他走了没几步,就遇见了正迎面走过来的审神者。看着将自己的出阵服穿得十分帅气的审神者,穿着内番服的烛台切光忠愣了愣,等回过神来,他毫无破绽地站好,摆出了恭迎的姿态,尊敬又不失亲切地说:“不是说让我去找你吗?怎么自己过来了。”

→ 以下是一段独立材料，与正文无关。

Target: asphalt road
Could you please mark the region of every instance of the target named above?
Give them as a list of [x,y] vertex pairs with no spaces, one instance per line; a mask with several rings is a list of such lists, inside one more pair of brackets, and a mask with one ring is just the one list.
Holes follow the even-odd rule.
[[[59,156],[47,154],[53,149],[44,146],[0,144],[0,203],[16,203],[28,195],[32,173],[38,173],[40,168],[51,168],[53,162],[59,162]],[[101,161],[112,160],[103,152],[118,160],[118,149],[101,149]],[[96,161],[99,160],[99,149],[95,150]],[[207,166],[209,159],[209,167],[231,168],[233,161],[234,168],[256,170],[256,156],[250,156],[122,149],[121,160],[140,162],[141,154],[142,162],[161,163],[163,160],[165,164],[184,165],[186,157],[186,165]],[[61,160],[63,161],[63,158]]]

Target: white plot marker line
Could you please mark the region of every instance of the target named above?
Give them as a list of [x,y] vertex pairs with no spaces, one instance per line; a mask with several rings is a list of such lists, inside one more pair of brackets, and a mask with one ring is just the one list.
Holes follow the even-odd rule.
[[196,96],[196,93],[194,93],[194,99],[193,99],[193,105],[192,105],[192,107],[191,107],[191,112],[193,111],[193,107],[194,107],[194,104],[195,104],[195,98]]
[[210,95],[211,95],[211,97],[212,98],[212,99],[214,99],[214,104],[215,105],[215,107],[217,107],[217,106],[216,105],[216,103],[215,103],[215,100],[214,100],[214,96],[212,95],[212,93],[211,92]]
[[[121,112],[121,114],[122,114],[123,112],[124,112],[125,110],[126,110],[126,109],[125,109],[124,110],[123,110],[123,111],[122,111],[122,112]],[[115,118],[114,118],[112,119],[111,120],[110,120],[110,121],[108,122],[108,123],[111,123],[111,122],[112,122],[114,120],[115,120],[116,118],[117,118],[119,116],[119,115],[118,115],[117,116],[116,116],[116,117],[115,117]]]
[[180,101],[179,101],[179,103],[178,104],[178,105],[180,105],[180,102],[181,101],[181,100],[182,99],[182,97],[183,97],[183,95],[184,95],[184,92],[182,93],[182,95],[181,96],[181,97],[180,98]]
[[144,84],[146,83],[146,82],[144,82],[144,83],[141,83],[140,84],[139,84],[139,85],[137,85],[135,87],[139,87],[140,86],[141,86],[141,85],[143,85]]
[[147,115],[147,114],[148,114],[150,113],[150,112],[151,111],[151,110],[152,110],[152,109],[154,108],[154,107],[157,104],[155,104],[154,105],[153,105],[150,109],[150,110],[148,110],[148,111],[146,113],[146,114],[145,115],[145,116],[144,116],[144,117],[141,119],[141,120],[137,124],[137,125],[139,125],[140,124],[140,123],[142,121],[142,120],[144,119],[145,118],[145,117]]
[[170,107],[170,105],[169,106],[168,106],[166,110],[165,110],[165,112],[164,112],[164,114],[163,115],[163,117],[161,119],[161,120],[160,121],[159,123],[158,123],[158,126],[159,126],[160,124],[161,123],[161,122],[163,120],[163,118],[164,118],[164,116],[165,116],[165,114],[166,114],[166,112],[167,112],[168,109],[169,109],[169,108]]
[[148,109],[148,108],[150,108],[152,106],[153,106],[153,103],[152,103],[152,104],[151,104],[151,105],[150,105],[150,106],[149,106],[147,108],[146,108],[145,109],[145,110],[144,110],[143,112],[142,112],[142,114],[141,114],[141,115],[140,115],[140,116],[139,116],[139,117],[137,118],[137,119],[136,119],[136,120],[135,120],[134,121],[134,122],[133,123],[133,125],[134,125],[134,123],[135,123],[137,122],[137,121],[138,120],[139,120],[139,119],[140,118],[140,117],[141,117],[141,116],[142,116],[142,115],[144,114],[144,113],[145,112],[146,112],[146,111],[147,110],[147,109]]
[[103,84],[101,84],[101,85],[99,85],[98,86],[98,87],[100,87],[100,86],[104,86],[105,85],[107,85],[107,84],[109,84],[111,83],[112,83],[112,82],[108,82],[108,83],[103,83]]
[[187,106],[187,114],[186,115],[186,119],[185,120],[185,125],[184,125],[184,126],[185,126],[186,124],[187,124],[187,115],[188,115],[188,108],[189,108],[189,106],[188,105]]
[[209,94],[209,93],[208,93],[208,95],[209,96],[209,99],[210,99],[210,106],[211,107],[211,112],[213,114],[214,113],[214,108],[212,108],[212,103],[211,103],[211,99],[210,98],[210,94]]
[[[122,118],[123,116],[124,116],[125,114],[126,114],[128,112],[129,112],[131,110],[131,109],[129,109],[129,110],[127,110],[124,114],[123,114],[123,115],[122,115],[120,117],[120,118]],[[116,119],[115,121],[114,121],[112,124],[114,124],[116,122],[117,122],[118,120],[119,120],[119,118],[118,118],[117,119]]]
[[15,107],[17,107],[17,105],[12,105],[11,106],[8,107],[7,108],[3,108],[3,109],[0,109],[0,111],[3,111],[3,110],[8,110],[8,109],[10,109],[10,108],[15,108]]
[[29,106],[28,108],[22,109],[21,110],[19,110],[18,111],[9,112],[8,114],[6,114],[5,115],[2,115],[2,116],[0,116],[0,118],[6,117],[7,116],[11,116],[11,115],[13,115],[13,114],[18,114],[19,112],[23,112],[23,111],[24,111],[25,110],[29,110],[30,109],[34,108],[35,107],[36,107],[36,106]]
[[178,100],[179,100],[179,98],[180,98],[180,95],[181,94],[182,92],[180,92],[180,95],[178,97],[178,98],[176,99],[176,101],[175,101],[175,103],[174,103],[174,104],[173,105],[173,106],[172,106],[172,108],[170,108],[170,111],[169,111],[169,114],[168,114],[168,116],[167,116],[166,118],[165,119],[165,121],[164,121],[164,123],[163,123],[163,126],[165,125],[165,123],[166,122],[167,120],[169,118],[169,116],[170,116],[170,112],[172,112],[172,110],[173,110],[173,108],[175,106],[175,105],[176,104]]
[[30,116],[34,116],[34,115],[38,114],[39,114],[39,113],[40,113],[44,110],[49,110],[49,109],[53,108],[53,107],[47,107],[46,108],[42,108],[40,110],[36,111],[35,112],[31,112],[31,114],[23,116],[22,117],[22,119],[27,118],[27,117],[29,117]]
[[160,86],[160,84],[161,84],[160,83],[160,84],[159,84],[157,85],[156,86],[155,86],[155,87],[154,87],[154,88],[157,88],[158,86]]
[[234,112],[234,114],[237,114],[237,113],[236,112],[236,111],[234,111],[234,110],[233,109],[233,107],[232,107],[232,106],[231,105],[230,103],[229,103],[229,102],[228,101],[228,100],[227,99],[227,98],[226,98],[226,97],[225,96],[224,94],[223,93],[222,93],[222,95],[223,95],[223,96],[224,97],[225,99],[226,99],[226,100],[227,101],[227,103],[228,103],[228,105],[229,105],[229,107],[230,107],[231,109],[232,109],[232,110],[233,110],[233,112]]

都彭也早看到了烛台切。听他这样说话,审神者新奇地停下脚步,上下地打量他。比起烛台切不动声色的走神,他的打量时间长了许多,没有掩饰的意思——在对待其他审神者时,烛台切还挺能撑场面的嘛,都彭饶有兴致地想。
“去你屋里说。”
他跟堀川国广打了个招呼,让黑发少年去给自己沏茶,留给为烛台切担忧的近侍一个挺拔的背影,走进了烛台切的房间。跟麻逡那个乱得没法下脚的房间比,烛台切光忠的房间简直像是庇护所。审神者走进屋,不客气地坐在了付丧神刚才坐着的地垫上。
烛台切光忠安静地注视着审神者的一举一动,当都彭伸出手时,马上把账本递到了他的手中。都彭翻到最后一页,一眼扫到了当前总金额。他看了一眼后,又不动声色地看了第二眼,继而盯着它沉默不语。
烛台切光忠从壁柜里取出另一个地垫,放在审神者身边跪坐下来,温柔地问:“主公,请说说看,这次你是想要买什么呢?”